Iota se convirtió en huracán la madrugada del domingo y se espera que se siga fortaleciendo mientras se acercaba peligrosamente a Centroamérica, dijo el Centro Nacional de Huracanes de Estados Unidos (NHC), en momentos en que la región aún se recupera de la destrucción causada por la tormenta Eta.

A las 09.00 hora local (1500 GMT) Iota se ubicaba a unos 315 kilómetros al este de la colombiana Isla de Providencia y a 540 kilómetros al este sureste del cabo Gracias a Dios, que divide a Nicaragua de Honduras y donde se espera que toque tierra la noche del lunes, de acuerdo a datos del NHC.

El ciclón se movía hacia el oeste noroeste a 15 kilómetros por hora (km/h) y soplaba vientos máximos sostenidos de 150 km/h con ráfagas más fuertes.

“Se espera que Iota se fortalezca rápidamente en un gran huracán”, dijo el NHC en su más reciente reporte.

“Traerá consigo vientos potencialmente catastróficos, marejadas ciclónicas amenazantes a la vida e impactos de lluvia a Centroamérica”, agregó.

El sábado, las autoridades empezaron a evacuar a pobladores de las zonas más vulnerables al ciclón en Guatemala, Honduras y Nicaragua.

A principios de noviembre, Eta, una de los ciclones más poderosos que impactó Centroamérica en años, tocó tierra en Nicaragua.
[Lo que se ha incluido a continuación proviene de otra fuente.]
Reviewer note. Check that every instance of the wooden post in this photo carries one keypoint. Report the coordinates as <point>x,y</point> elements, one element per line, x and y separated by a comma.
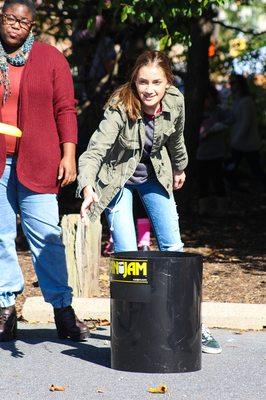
<point>83,248</point>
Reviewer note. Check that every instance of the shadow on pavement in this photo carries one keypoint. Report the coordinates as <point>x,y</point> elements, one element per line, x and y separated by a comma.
<point>100,354</point>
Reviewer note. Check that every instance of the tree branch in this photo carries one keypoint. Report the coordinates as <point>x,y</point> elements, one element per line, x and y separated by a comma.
<point>236,28</point>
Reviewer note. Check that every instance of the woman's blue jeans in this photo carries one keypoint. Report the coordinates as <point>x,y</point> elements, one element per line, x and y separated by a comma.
<point>161,210</point>
<point>39,219</point>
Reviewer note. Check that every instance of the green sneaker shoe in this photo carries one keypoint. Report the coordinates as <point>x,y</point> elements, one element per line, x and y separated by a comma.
<point>208,343</point>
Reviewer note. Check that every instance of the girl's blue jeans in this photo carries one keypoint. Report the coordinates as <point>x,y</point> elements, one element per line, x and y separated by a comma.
<point>161,210</point>
<point>39,219</point>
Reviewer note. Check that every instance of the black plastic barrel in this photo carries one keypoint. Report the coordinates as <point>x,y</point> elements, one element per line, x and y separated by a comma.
<point>156,311</point>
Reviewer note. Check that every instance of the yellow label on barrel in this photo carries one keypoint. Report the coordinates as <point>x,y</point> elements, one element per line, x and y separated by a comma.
<point>129,271</point>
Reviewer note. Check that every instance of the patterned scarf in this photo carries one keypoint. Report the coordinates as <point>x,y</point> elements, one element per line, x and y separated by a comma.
<point>19,60</point>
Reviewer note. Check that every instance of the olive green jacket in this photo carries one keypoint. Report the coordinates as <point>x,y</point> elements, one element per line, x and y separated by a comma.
<point>115,150</point>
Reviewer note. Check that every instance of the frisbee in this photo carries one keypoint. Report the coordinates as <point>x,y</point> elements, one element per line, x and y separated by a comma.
<point>11,130</point>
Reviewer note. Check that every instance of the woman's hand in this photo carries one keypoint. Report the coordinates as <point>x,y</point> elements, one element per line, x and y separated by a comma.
<point>90,197</point>
<point>178,179</point>
<point>67,172</point>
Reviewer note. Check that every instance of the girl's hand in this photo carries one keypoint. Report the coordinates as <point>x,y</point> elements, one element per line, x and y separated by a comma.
<point>178,179</point>
<point>90,197</point>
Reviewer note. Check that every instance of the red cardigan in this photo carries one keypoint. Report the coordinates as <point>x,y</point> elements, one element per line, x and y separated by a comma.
<point>46,116</point>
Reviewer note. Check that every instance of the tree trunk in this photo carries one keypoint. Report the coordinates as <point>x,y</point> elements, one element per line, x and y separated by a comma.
<point>196,83</point>
<point>83,248</point>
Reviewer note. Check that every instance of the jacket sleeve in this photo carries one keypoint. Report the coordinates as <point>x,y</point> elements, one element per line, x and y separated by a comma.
<point>63,100</point>
<point>176,143</point>
<point>102,140</point>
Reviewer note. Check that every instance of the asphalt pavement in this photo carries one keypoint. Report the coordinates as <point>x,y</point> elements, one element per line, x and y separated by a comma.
<point>38,359</point>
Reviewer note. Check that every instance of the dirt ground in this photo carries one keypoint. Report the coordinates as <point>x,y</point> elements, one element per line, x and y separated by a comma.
<point>233,248</point>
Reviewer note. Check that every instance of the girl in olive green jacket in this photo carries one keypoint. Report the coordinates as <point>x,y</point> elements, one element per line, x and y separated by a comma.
<point>139,145</point>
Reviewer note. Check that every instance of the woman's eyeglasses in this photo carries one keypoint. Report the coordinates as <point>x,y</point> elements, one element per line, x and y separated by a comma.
<point>11,19</point>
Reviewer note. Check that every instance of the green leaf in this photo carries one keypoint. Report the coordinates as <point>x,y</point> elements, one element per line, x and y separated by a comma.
<point>91,23</point>
<point>163,42</point>
<point>126,11</point>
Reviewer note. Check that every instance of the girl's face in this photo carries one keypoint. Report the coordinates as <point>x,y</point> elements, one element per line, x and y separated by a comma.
<point>151,84</point>
<point>15,25</point>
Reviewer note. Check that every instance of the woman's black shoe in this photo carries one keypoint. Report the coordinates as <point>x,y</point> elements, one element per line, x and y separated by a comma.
<point>69,326</point>
<point>8,324</point>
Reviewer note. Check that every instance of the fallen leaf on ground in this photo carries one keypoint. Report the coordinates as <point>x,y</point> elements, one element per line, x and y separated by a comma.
<point>104,322</point>
<point>55,388</point>
<point>158,389</point>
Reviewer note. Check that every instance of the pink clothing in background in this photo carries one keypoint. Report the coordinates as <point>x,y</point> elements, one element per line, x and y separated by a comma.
<point>144,232</point>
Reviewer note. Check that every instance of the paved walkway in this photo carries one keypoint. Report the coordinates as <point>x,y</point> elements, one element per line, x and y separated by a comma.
<point>38,359</point>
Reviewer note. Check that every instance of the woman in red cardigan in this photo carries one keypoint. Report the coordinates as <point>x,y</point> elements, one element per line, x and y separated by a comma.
<point>36,95</point>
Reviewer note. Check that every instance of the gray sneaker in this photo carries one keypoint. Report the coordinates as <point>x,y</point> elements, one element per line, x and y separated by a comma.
<point>208,343</point>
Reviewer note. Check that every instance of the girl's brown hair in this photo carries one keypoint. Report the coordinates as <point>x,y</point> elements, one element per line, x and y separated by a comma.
<point>126,95</point>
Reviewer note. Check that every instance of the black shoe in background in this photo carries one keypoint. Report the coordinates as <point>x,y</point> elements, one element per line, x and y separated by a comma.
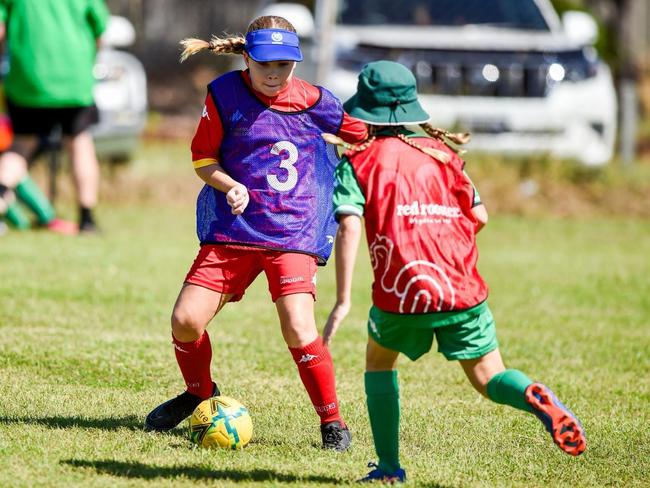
<point>168,415</point>
<point>335,436</point>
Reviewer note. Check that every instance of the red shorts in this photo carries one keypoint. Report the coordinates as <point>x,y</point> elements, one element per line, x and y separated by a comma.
<point>231,270</point>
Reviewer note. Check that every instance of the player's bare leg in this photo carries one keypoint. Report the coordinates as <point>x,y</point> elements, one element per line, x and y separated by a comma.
<point>296,313</point>
<point>194,308</point>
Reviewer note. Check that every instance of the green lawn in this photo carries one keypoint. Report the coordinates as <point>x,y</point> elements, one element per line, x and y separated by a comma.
<point>85,353</point>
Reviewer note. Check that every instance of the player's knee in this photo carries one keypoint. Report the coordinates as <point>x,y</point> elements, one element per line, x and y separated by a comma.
<point>185,324</point>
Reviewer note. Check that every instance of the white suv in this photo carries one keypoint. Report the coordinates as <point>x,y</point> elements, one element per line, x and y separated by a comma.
<point>510,72</point>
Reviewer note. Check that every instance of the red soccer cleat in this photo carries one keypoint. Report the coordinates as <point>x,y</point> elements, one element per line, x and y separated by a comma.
<point>565,429</point>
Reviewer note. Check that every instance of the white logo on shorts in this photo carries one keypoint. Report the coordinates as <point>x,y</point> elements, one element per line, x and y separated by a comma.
<point>373,326</point>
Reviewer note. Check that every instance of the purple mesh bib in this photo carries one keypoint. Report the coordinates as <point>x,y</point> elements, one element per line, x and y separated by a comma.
<point>286,166</point>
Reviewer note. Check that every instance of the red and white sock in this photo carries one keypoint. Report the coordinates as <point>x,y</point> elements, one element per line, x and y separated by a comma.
<point>194,360</point>
<point>316,371</point>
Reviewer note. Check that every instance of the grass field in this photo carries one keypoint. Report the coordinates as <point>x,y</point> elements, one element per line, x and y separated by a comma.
<point>85,353</point>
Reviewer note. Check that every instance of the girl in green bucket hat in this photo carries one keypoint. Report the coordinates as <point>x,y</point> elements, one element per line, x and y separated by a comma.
<point>421,215</point>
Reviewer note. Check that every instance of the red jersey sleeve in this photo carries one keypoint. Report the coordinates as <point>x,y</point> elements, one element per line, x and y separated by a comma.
<point>208,136</point>
<point>352,130</point>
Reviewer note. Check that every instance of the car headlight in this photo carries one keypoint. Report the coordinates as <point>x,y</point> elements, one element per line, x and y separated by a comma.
<point>574,65</point>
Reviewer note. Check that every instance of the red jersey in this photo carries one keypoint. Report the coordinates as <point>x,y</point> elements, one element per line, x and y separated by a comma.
<point>420,228</point>
<point>297,95</point>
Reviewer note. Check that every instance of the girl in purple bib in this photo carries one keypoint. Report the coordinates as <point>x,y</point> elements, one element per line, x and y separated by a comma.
<point>265,206</point>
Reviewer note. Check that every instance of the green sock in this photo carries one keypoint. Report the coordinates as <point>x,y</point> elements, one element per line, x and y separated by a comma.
<point>16,217</point>
<point>31,195</point>
<point>508,388</point>
<point>382,394</point>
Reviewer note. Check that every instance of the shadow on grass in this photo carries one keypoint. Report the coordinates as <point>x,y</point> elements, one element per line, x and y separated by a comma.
<point>148,472</point>
<point>130,422</point>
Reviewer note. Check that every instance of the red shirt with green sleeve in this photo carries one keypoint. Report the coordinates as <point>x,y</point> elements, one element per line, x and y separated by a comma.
<point>419,225</point>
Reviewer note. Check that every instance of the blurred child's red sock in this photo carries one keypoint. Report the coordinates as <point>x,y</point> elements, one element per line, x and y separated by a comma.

En los días siguientes, la tormenta avanzó por la región descargando potentes lluvias y vientos que dejaron más de un centenar de fallecidos, decenas de miles de damnificados e infraestructura destrozada.

Una de las áreas más golpeadas fue la zona central guatemalteca Alta Verapaz, donde una montaña se derrumbó sobre el poblado Quejá, enterrando vivas a decenas de personas. Ante la imposibilidad de encontrar a los atrapados bajo metros de lodo y piedras, la zona será declarada camposanto.